Взял бы я бандуру...
Типа кон-трабас,
Через ту банду-рууу
Стал лабать бы джаз.
(из песни)
Коллаж моего друга Якова Марьяхина. г. Бней-Брак
Жили мы в послевоенном Ленинграде на Чернышёвом переулке, в самом центре города, учился я в 206-ой школе. Шикарный фасад нашей школы выходил на Фонтанку, почти напротив Дворца пионеров. А там, во дворце, были всякие разные кружки, были и музыкальные классы. Возможно, это и натолкнуло родителей моих на оригинальную мысль – учить меня музыке. Давно известно – еврейских детей, кровь из носу, надо учить играть на чём-нибудь.
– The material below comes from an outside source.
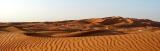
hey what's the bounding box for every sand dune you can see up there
[0,17,160,51]
[0,31,160,51]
Пианино у нас не было – во время нашей эвакуации оно благополучно пропало из запертой комнаты, и мама записала меня на скрипку – инструмент тогда бесплатно выдавали. Проверили мой музыкальный слух и чувство ритма - более или менее, выдали скрипочку-«четвертинку» и стал я после школы ходить учиться играть на скрипке в бывший Аничков дворец – пешком, через Чернышев мост и дальше по набережной, по плитам тротуара, во многих местах сдвинутым со своих мест взрывами снарядов.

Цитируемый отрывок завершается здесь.